Personal information
- Full name: Matthew James Friedlander
- Born: 1 August 1979 (age 47) Durban, Natal, South Africa
- Batting: Right-handed
- Bowling: Right-arm fast-medium

Domestic team information
- 2005–08: CUCCE
- 2005: Northamptonshire
- 2003/4: Boland

Career statistics
| Competition | FC | LA |
| Matches | 14 | 3 |
| Runs scored | 260 | – |
| Batting average | 14.44 | – |
| 100s/50s | –/1 | –/– |
| Top score | 81 | – |
| Balls bowled | 1,410 | 84 |
| Wickets | 26 | 2 |
| Bowling average | 41.15 | 35.50 |
| 5 wickets in innings | 1 | – |
| 10 wickets in match | – | – |
| Best bowling | 6/78 | 2/27 |
| Catches/stumpings | 5/– | –/– |
- Source: Cricinfo, 29 September 2010

= Matthew Friedlander =

South African cricketer (born 1979)

Matthew James Friedlander (born 1 August 1979) is a former South African cricketer. Friedlander is a right-handed batsman who bowls right-arm fast-medium. He was born in Durban, Natal.

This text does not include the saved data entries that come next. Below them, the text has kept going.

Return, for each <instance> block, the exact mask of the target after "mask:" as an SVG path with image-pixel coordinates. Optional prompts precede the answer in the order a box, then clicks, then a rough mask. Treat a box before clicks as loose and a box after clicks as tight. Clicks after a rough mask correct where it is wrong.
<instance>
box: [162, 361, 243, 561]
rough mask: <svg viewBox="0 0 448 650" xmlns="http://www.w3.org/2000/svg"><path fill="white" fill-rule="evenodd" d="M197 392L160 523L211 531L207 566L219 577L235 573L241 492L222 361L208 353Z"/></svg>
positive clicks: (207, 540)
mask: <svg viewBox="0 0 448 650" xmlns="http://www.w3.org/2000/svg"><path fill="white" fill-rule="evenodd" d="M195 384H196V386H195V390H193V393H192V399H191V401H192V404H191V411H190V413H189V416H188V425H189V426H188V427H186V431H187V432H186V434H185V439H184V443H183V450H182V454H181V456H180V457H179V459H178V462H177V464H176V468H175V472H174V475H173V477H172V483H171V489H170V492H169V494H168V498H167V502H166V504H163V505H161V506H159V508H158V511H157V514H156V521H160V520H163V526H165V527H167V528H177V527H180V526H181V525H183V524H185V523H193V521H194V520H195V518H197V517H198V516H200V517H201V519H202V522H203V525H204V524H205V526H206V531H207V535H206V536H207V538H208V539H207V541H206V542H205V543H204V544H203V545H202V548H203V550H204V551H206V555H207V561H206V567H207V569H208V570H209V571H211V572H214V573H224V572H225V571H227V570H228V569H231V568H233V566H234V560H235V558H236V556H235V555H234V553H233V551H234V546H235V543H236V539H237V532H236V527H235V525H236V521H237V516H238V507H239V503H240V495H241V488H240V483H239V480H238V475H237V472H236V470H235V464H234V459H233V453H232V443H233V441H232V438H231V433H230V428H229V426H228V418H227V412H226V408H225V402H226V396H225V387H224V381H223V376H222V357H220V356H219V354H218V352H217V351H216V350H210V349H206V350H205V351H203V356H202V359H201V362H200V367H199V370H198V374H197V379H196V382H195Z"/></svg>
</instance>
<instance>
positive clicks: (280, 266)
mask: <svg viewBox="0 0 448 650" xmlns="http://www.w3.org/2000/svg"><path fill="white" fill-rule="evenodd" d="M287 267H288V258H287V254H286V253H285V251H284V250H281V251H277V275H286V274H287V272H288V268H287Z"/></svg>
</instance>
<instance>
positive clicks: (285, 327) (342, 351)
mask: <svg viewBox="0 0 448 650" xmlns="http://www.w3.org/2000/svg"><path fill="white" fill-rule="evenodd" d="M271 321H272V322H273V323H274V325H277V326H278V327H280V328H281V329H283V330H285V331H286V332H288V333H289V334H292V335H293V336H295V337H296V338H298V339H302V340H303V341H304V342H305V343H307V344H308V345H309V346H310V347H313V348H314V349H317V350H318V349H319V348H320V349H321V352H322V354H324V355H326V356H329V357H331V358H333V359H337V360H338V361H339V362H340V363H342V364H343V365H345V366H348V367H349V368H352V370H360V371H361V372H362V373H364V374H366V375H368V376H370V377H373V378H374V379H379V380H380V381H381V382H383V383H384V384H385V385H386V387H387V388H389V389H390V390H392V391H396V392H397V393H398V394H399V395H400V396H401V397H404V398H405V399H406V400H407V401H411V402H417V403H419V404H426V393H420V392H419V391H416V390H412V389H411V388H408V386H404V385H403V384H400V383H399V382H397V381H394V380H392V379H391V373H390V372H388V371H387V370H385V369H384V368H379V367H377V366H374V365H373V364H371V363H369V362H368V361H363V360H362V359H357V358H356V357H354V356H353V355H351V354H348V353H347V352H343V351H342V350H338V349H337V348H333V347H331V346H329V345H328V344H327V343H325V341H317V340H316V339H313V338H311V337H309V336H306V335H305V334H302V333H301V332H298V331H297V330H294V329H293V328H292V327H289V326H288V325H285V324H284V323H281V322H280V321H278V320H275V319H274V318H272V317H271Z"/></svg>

Friedlander made his first-class debut for Boland during the 2003/4 season against Free State. His second and final first-class match for Boland came during the same season against Easterns. He also made his debut in List-A cricket during this season against North West. He played 2 further List-A matches during the season against Border and Free State. In his 3 List-A matches he took 2 wickets at a bowling average of 2/27.

In 2005, he made his first-class debut for CUCCE in 2005 against Essex in England. From 2005 to 2008, he represented the university in 10 first-class matches, the last of which came against Warwickshire. In 2005 he also represented a combined British Universities team against the touring Bangladeshis. During the 2005 season he represented Northamptonshire in a single first-class match against the Bangladeshis. In his combined first-class career, he scored 260 runs at a batting average of 14.44, with a single half century high score of 81. With the ball he took 26 wickets at an average of 41.15, with a single five wicket haul of 6/78, which represented his best figures.

In local domestic cricket, he currently plays for Cambridge Granta Cricket Club in the East Anglian Premier Cricket League.